Kevin Harvick souhaite une réforme du calendrier

Au mois de mars à l’occasion de l’épreuve disputée sur l’Auto Club Speedway, Kevin Harvick s’était déjà fait remarquer en indiquant que la grande majorité des pistes ne devaient pas avoir deux courses par an. Sur le Talladega Superspeedway, le pilote de la Stewart-Haas Racing en a remis une couche et il commence à trouver l’appui de certains de ses rivaux, à commencer par Brad Keselowski.

Ce vendredi, Kevin Harvick a énoncé sa vision de la NASCAR sur différents domaines, tels que la façon de faire grandir le sport, ce qui est important dans le planning de la course, sur quelles pistes il faudrait aller, mais aussi sur son ressenti sur les faibles changements effectués au calendrier ces dernières années.

C’est sur Twitter que Kevin Harvick a trouvé de l’écho à ses propos avec Brad Keselowski, le pilote de la Team Penske jugeant intéressant le fait que les problèmes de calendrier reviennent une fois encore sur la table.

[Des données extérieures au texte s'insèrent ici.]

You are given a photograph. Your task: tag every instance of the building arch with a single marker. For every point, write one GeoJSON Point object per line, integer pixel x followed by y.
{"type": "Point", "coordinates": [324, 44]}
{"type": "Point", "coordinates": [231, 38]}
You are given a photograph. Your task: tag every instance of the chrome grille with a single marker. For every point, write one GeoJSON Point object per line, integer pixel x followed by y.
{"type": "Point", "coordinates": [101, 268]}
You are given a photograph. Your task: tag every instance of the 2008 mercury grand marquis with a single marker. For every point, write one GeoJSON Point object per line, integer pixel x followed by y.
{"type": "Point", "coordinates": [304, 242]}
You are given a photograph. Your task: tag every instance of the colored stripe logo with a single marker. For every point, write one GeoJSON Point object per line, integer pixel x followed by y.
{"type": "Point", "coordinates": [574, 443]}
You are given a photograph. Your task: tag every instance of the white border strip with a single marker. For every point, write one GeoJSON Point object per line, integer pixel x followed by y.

Que ce soit Kevin Harvick ou Brad Keselowski, ils ne jugent pas le calendrier trop long, mais manquant de variété avec seulement 23 pistes différentes pour les 36 courses que comptent le championnat et les 38 si on y inclut les deux épreuves hors-championnat, ce qui fait que treize pistes accueillent la Sprint Cup deux fois (Daytona, Phoenix, Martinsville, Texas, Bristol, Richmond, Talladega, Kansas, Charlotte, Dover, Pocono, Michigan et le New Hampshire -ndlr). Cependant, Jimmie Johnson fait partie des pilotes qui souhaiteraient raccourcir le nombre d’épreuves.

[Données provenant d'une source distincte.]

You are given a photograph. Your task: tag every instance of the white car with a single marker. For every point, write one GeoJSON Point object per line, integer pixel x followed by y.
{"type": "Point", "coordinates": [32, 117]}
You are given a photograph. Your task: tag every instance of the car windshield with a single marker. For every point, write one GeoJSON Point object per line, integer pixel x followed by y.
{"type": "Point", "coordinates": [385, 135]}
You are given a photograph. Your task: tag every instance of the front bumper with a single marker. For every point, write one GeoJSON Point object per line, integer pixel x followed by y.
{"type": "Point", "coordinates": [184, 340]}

En détail les propos de Kevin Harvick.

Comment faire grandir le sport :

“Si vous voulez faire grandir ce sport, je crois que certaines pistes n’ont besoin que d’une course. Je crois que le calendrier a besoin d’être modifié. Les gens aiment les choses qui changent, ils n’aiment pas que ça stagne. De mon point de vue, la chose qui stagne le plus dans notre sport, c’est notre calendrier et les pistes sur lesquelles nous allons. Nous nous acharnons inutilement. Parfois, il faut changer les choses pour garder de l’excitation et de l’enthousiasme dans le sport. Je pense que notre calendrier est le point faible avec certaines pistes sur lesquelles nous allons. C’est mon point de vue.”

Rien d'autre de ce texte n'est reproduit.